The field_1 value will be Maximum value from all the entries plus one.
INSERT INTO table (field names, `field_1`)
VALUES (values, '(SELECT MAX(field_1) FROM table)');
Whatever it is that you are trying to do, it will not work, because it is not guaranteed to be atomic. So two instances of this query executing in parallel are guaranteed to mess each other up at some random point in time, resulting in skipped numbers and duplicate numbers.
The reason why databases offer auto-increment is precisely so as to solve this problem, by guaranteeing atomicity in the generation of these incremented values.
(Finally, 'Auto Increment Manually' is an oxymoron. It is either going to be 'Auto Increment', or it is going to be 'Manual Increment'. Just being a smart ass here.)
EDIT (after OP's edit)
One inefficient way to solve your problem would be to leave the
Position field zero or NULL, and then execute
UPDATE table SET Position = Id WHERE Position IS NULL. (Assuming
Id is the autonumber field in your table.)

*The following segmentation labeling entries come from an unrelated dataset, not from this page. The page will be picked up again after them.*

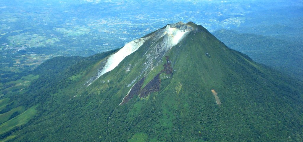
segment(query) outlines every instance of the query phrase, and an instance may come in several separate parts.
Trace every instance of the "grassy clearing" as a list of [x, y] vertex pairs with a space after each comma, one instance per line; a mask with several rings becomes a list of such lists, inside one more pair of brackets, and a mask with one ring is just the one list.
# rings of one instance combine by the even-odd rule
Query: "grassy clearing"
[[128, 140], [129, 142], [141, 142], [146, 141], [148, 136], [145, 134], [137, 133], [131, 139]]
[[0, 111], [3, 110], [3, 109], [5, 107], [5, 106], [8, 103], [9, 100], [9, 98], [5, 98], [0, 100]]
[[9, 120], [12, 114], [14, 113], [18, 113], [20, 114], [25, 110], [24, 106], [20, 106], [16, 108], [15, 108], [8, 112], [5, 113], [3, 114], [0, 114], [0, 124], [2, 124]]
[[13, 135], [12, 136], [9, 136], [6, 137], [6, 138], [5, 138], [5, 139], [4, 139], [3, 140], [0, 140], [0, 142], [5, 142], [5, 141], [7, 141], [8, 140], [10, 140], [11, 139], [13, 139], [14, 138], [15, 138], [15, 137], [16, 137], [16, 135]]
[[15, 127], [27, 123], [36, 114], [37, 111], [35, 107], [35, 106], [31, 107], [17, 117], [0, 125], [0, 134], [7, 132]]

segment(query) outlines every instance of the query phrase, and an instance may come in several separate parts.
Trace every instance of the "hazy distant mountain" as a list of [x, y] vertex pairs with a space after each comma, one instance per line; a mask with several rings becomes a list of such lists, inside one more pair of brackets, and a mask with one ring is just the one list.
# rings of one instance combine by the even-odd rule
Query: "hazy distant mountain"
[[5, 100], [3, 110], [22, 106], [32, 118], [22, 127], [9, 121], [24, 113], [4, 122], [4, 139], [303, 140], [303, 83], [192, 22], [167, 25], [116, 51], [48, 60], [33, 75], [38, 77]]
[[303, 45], [289, 41], [287, 37], [283, 40], [224, 29], [213, 33], [228, 46], [254, 60], [303, 79]]

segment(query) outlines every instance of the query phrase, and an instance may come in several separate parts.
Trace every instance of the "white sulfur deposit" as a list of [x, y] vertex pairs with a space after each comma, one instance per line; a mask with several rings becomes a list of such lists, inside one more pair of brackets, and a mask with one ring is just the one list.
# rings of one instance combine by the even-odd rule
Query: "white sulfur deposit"
[[148, 39], [148, 38], [141, 38], [130, 42], [118, 51], [109, 56], [101, 72], [98, 74], [97, 78], [115, 69], [124, 58], [136, 51]]
[[[98, 71], [96, 77], [88, 82], [90, 82], [88, 85], [105, 73], [115, 69], [124, 58], [137, 51], [146, 40], [151, 39], [154, 43], [158, 43], [152, 44], [149, 47], [150, 50], [147, 51], [149, 52], [148, 53], [145, 53], [145, 57], [148, 61], [145, 63], [145, 65], [147, 66], [147, 69], [148, 67], [147, 66], [152, 64], [154, 60], [157, 58], [161, 53], [167, 51], [177, 45], [192, 29], [191, 27], [181, 22], [168, 25], [165, 29], [158, 30], [148, 37], [135, 39], [127, 43], [120, 50], [108, 57], [104, 66]], [[165, 36], [165, 39], [159, 43], [157, 42], [164, 36]], [[151, 66], [151, 68], [153, 68], [152, 66]]]

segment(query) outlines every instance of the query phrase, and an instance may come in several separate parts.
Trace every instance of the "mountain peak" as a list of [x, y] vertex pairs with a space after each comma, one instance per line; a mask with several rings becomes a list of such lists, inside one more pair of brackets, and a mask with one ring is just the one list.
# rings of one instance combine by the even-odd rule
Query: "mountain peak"
[[171, 28], [177, 29], [181, 31], [189, 31], [192, 30], [194, 28], [191, 26], [187, 23], [185, 23], [180, 21], [174, 24], [170, 24], [166, 25], [166, 27], [169, 26]]

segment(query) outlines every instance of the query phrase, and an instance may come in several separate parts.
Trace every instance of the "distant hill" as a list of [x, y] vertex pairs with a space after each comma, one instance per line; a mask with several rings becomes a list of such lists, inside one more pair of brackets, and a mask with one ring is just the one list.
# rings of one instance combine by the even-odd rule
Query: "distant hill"
[[2, 140], [303, 140], [303, 82], [192, 22], [116, 51], [50, 59], [32, 73], [26, 88], [5, 89]]
[[254, 60], [303, 80], [303, 45], [233, 30], [222, 29], [213, 34], [228, 47]]

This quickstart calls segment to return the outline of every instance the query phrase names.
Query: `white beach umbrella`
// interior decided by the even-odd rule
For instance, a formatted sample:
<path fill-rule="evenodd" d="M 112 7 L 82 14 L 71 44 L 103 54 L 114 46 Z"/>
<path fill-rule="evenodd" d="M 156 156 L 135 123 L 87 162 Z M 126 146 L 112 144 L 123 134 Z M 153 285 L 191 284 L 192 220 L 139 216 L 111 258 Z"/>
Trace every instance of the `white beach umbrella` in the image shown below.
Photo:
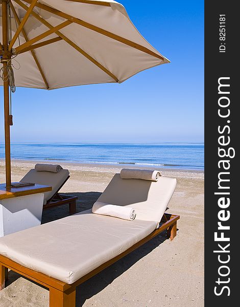
<path fill-rule="evenodd" d="M 0 0 L 7 186 L 11 185 L 9 82 L 52 90 L 121 83 L 169 62 L 109 0 Z M 139 5 L 139 4 L 138 4 Z"/>

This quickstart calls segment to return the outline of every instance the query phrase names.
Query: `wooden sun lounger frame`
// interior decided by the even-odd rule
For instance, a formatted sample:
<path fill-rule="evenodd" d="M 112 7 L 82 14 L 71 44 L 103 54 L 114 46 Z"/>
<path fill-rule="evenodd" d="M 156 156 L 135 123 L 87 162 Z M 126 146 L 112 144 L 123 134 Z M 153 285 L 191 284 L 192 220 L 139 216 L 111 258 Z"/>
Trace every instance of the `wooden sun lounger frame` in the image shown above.
<path fill-rule="evenodd" d="M 77 196 L 72 196 L 70 195 L 65 195 L 64 194 L 59 193 L 60 189 L 64 185 L 67 180 L 69 179 L 70 176 L 68 176 L 66 180 L 59 187 L 59 188 L 55 193 L 55 194 L 46 202 L 45 205 L 43 205 L 43 209 L 46 210 L 50 208 L 54 208 L 54 207 L 58 207 L 65 204 L 69 205 L 69 215 L 75 214 L 77 212 L 76 202 L 78 199 Z"/>
<path fill-rule="evenodd" d="M 8 278 L 8 269 L 9 269 L 48 288 L 50 290 L 49 307 L 75 307 L 76 287 L 115 263 L 164 230 L 167 230 L 167 237 L 170 238 L 172 241 L 177 235 L 177 221 L 179 218 L 179 215 L 165 213 L 161 221 L 163 224 L 158 229 L 156 229 L 148 236 L 120 255 L 103 264 L 71 284 L 68 284 L 41 273 L 25 268 L 8 258 L 0 255 L 0 291 L 5 287 L 5 280 Z"/>

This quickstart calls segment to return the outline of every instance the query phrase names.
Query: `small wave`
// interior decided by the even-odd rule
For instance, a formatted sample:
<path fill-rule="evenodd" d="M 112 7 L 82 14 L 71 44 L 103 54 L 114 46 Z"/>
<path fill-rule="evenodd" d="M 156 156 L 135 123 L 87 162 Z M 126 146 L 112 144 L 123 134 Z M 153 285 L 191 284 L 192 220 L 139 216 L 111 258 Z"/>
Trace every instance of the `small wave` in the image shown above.
<path fill-rule="evenodd" d="M 37 158 L 35 158 L 37 159 Z M 69 161 L 68 159 L 54 159 L 52 158 L 44 158 L 44 160 L 50 160 L 52 161 Z"/>
<path fill-rule="evenodd" d="M 135 163 L 136 165 L 151 165 L 151 166 L 164 166 L 164 164 L 157 163 Z"/>
<path fill-rule="evenodd" d="M 134 162 L 117 162 L 118 164 L 132 164 L 135 165 L 136 163 L 134 163 Z"/>

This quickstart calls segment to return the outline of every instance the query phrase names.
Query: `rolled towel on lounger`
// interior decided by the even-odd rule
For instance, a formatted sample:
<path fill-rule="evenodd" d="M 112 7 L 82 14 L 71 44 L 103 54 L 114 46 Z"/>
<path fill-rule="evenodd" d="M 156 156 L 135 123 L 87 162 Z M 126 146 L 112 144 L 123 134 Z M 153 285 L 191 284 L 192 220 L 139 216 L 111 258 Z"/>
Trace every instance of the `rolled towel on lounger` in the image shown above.
<path fill-rule="evenodd" d="M 93 213 L 109 215 L 123 220 L 132 221 L 136 217 L 136 212 L 132 208 L 110 205 L 101 202 L 96 202 L 92 209 Z"/>
<path fill-rule="evenodd" d="M 143 179 L 157 181 L 162 174 L 158 170 L 123 168 L 120 173 L 122 179 Z"/>
<path fill-rule="evenodd" d="M 58 164 L 36 164 L 35 167 L 37 171 L 51 171 L 52 172 L 58 172 L 62 167 Z"/>

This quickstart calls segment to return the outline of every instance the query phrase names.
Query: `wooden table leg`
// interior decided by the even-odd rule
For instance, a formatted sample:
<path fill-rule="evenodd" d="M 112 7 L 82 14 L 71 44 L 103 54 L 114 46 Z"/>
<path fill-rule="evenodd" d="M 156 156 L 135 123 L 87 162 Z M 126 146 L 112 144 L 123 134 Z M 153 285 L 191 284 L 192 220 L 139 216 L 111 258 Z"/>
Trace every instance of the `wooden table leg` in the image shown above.
<path fill-rule="evenodd" d="M 75 307 L 76 288 L 66 292 L 50 288 L 49 298 L 49 307 Z"/>
<path fill-rule="evenodd" d="M 172 241 L 177 235 L 177 222 L 172 226 L 171 230 L 170 239 Z"/>
<path fill-rule="evenodd" d="M 8 273 L 8 269 L 3 266 L 3 265 L 0 265 L 0 291 L 5 288 L 7 271 Z"/>
<path fill-rule="evenodd" d="M 73 201 L 69 203 L 69 214 L 70 215 L 77 213 L 76 201 Z"/>

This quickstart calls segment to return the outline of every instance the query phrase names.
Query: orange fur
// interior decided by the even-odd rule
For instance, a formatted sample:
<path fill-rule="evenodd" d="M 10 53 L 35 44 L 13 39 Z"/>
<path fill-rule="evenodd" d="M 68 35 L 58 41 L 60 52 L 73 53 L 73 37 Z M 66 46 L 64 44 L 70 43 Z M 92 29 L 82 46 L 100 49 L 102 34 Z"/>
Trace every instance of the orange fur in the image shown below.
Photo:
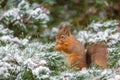
<path fill-rule="evenodd" d="M 59 28 L 54 48 L 67 55 L 70 68 L 81 70 L 83 67 L 88 67 L 91 63 L 101 67 L 107 66 L 107 47 L 105 44 L 95 43 L 85 53 L 83 44 L 73 37 L 67 25 Z"/>

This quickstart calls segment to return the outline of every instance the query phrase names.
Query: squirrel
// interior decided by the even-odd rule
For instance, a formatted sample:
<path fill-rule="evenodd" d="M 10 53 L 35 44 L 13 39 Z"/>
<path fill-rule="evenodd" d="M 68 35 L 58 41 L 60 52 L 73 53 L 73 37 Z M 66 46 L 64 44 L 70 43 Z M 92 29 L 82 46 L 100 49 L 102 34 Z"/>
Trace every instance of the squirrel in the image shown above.
<path fill-rule="evenodd" d="M 107 46 L 102 42 L 94 43 L 85 52 L 84 45 L 70 32 L 69 25 L 61 25 L 56 34 L 55 49 L 66 54 L 68 66 L 74 70 L 81 70 L 96 64 L 107 67 Z"/>

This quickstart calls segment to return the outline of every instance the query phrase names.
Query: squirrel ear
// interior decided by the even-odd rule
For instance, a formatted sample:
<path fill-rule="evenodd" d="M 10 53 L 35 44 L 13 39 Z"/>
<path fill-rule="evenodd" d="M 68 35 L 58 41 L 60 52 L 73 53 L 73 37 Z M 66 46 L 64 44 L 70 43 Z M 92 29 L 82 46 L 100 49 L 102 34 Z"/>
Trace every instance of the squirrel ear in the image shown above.
<path fill-rule="evenodd" d="M 68 25 L 66 25 L 66 26 L 64 27 L 64 34 L 66 34 L 67 36 L 70 36 L 70 34 L 71 34 L 70 28 L 69 28 Z"/>

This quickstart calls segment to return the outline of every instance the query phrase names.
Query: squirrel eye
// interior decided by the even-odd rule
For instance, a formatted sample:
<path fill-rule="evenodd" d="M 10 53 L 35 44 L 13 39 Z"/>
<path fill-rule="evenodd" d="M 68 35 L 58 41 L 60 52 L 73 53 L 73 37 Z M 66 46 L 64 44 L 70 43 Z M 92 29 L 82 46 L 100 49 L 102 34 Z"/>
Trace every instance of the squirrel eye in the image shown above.
<path fill-rule="evenodd" d="M 65 38 L 65 35 L 61 35 L 60 38 L 62 38 L 62 39 Z"/>

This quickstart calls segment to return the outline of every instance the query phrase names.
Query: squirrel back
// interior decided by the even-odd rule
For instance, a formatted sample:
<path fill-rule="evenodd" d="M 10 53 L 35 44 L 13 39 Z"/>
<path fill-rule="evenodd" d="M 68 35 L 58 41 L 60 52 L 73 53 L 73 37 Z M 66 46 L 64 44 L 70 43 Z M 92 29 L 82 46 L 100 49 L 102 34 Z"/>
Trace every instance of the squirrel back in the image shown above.
<path fill-rule="evenodd" d="M 101 67 L 107 65 L 107 50 L 105 44 L 95 43 L 85 53 L 83 44 L 70 32 L 69 25 L 61 25 L 56 34 L 56 45 L 54 47 L 67 55 L 68 66 L 75 70 L 81 70 L 95 63 Z"/>
<path fill-rule="evenodd" d="M 102 68 L 107 67 L 107 53 L 107 46 L 103 42 L 97 42 L 90 45 L 86 52 L 88 66 L 93 63 Z"/>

An efficient but cumbersome way would be to leave the
Position field NULL when you have not modified it, and give it a value only when you decide to modify it. Then, every time you want to read the
Position field, use a
CASE statement: if the
Position field is NULL, then use the value of
Id; otherwise, use the value of
EDIT2 (after considering OP's explanation in the comments)
If you only have 30 rows I do not see why you are even trying to keep the order right on the database. Just load all rows in an array, programmatically assign incrementing values to any
Position fields that are found to be NULL, and when the order of the rows in your array changes, just fix the
Position values and update all 30 rows in the database.